The character customization may not be as deep as many RPG aficionados would like. You can create your own protagonist, male or female. You can also choose from interstellar species including: Mercurian, Venusian, or a rebel human. The classes aren't really well defined, but they provide your character with a different costume and a single attribute boost. Where it really shines is allowing you to reinvest your experience points into your attributes. Your shots will then become more powerful, your health meter will deplete slower with damage, and your speed will become fast enough to actually dodge enemy fire and make it through the many misadventures in which you may find yourself.
Rocketmen changes up the conventions of traditional action RPGs. Enemies don't drop instantly equippable loot, but rather drop different elements that represent currency. You can then cash in this currency to buy powerful gun upgrades, secondary weapons, or to stock power-ups. You can accumulate additional accoutrements by completing levels, either online or offline, as well as by cashing in your hard-earned carbon to purchase three tiers of increasingly attractive armor. Whereas the initial set of armor is modest in its coverage and appearance, the top-of-the line armor lives up to its designation: wicked. Though you can't do anything flashy with it, the armor certainly protects you from taking the full amount of damage from enemy weapons.
Rocketmen's visually appealing cutscenes are all rendered in-engine and employ a fun comic-book panel style, complete with dialogue bubbles and sound-effect lettering. It's just too bad that the writing comes across as overwrought. Though the concept of the Martians causing havoc in the solar system is not beyond belief, the cutscenes don't take enough time or make enough of an effort to help players understand who they are or to suitably establish the different factions' motivations. The writing is a bit too preoccupied with adding cinematic references, smarmy dialogue, and one-liners that make the characters too self-aware. For diehard fans of shooters who don't need a story to tie two levels together, this won't be much of a problem.
The voice acting in Rocketmen doesn't succeed in carrying you to another world. The Mercurians, Venusians, and Martians draw upon modern dialects and trite sci-fi camp to create a weak story of interstellar drama that pales in comparison to the levels of excitement found in even the 1981 remake of Flash Gordon. Many of the lines come across as stilted. In addition, some of the weapon sound effects are grating after a while.
The camera speed during gameplay is often a problem. As you play through the levels, the camera frequently scrolls too slowly after you've cleared the enemies but moves way too fast at times when you are trying to secure objectives on the edges of the screen. This results in preventing slower characters from saving prisoners, unlocking control panels, or otherwise completing secondary objectives. During online play, the problem is only exacerbated. The way the levels pan may end up leaving you unable to get at an objective or trapped behind a wall, which forces other players to move on without you. We played many times with up to three other random participants and these issues are not isolated. Players frequently got stuck, failed to be able to respawn, or had to drop out because the level became a completely unplayable slide show. Although this didn't happen every time, the problem happened often enough to make any player wary of venturing into the online campaign.
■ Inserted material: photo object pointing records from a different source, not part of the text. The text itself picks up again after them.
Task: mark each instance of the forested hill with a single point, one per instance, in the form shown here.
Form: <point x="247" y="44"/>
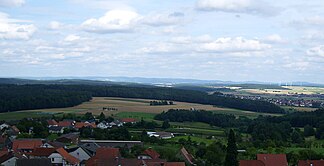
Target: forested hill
<point x="22" y="97"/>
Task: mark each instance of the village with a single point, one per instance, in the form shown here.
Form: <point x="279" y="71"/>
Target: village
<point x="69" y="149"/>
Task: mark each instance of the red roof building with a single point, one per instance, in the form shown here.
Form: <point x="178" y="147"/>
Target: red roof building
<point x="52" y="122"/>
<point x="42" y="152"/>
<point x="67" y="157"/>
<point x="310" y="162"/>
<point x="65" y="123"/>
<point x="79" y="125"/>
<point x="273" y="159"/>
<point x="26" y="145"/>
<point x="251" y="163"/>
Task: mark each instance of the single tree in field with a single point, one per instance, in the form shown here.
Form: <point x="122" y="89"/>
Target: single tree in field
<point x="231" y="150"/>
<point x="166" y="124"/>
<point x="102" y="117"/>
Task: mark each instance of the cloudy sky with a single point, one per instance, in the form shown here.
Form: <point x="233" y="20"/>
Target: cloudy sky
<point x="238" y="40"/>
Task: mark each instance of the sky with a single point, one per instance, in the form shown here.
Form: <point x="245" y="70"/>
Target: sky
<point x="232" y="40"/>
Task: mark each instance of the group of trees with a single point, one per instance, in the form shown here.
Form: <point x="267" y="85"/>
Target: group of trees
<point x="22" y="97"/>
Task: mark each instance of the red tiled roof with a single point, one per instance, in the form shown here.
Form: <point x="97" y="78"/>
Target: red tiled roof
<point x="152" y="153"/>
<point x="3" y="139"/>
<point x="52" y="122"/>
<point x="309" y="162"/>
<point x="26" y="144"/>
<point x="79" y="125"/>
<point x="15" y="129"/>
<point x="273" y="159"/>
<point x="104" y="156"/>
<point x="251" y="163"/>
<point x="67" y="157"/>
<point x="128" y="120"/>
<point x="43" y="152"/>
<point x="64" y="123"/>
<point x="2" y="153"/>
<point x="187" y="155"/>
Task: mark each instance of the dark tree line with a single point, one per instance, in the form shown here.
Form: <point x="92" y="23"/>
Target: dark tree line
<point x="22" y="97"/>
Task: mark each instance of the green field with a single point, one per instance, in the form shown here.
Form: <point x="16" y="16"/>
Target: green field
<point x="20" y="115"/>
<point x="131" y="108"/>
<point x="193" y="138"/>
<point x="136" y="115"/>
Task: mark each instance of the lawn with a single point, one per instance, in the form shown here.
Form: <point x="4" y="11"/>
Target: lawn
<point x="193" y="138"/>
<point x="197" y="131"/>
<point x="20" y="115"/>
<point x="136" y="115"/>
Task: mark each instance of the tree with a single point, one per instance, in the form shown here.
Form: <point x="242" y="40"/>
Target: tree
<point x="102" y="117"/>
<point x="308" y="131"/>
<point x="231" y="150"/>
<point x="166" y="124"/>
<point x="296" y="137"/>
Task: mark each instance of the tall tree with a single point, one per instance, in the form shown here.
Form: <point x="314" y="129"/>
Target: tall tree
<point x="102" y="117"/>
<point x="166" y="124"/>
<point x="231" y="150"/>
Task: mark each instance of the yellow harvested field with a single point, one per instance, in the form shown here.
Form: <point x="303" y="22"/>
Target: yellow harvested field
<point x="127" y="105"/>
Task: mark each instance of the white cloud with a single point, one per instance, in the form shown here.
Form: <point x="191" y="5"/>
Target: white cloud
<point x="275" y="38"/>
<point x="316" y="51"/>
<point x="238" y="44"/>
<point x="71" y="38"/>
<point x="11" y="3"/>
<point x="55" y="25"/>
<point x="163" y="19"/>
<point x="13" y="29"/>
<point x="237" y="6"/>
<point x="300" y="65"/>
<point x="113" y="21"/>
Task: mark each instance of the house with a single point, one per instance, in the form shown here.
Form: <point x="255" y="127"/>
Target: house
<point x="56" y="129"/>
<point x="273" y="159"/>
<point x="62" y="157"/>
<point x="310" y="162"/>
<point x="105" y="156"/>
<point x="128" y="120"/>
<point x="188" y="158"/>
<point x="4" y="126"/>
<point x="251" y="163"/>
<point x="79" y="125"/>
<point x="52" y="122"/>
<point x="79" y="153"/>
<point x="5" y="141"/>
<point x="66" y="123"/>
<point x="34" y="162"/>
<point x="13" y="131"/>
<point x="42" y="152"/>
<point x="156" y="162"/>
<point x="149" y="154"/>
<point x="116" y="123"/>
<point x="161" y="135"/>
<point x="108" y="143"/>
<point x="26" y="145"/>
<point x="103" y="125"/>
<point x="71" y="138"/>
Rocketmen's campaign shouldn't take the average player more than 3 hours to complete, which makes the $10 price tag seem a bit steep, particularly when upward of 30 minutes of that time is spent in supremely campy cutscenes. After finishing on normal difficulty, there's really no compelling reason to play more. The online experience is inconsistent, buggy, and difficult to enjoy even if you have three friends willing to play. And truth be told, it is just the single-player game all over again. Despite Rocketmen's great visuals and its decent RPG system, the inherent faults of the game keep it from being recommendable to anybody but the most dedicated of shooter fans.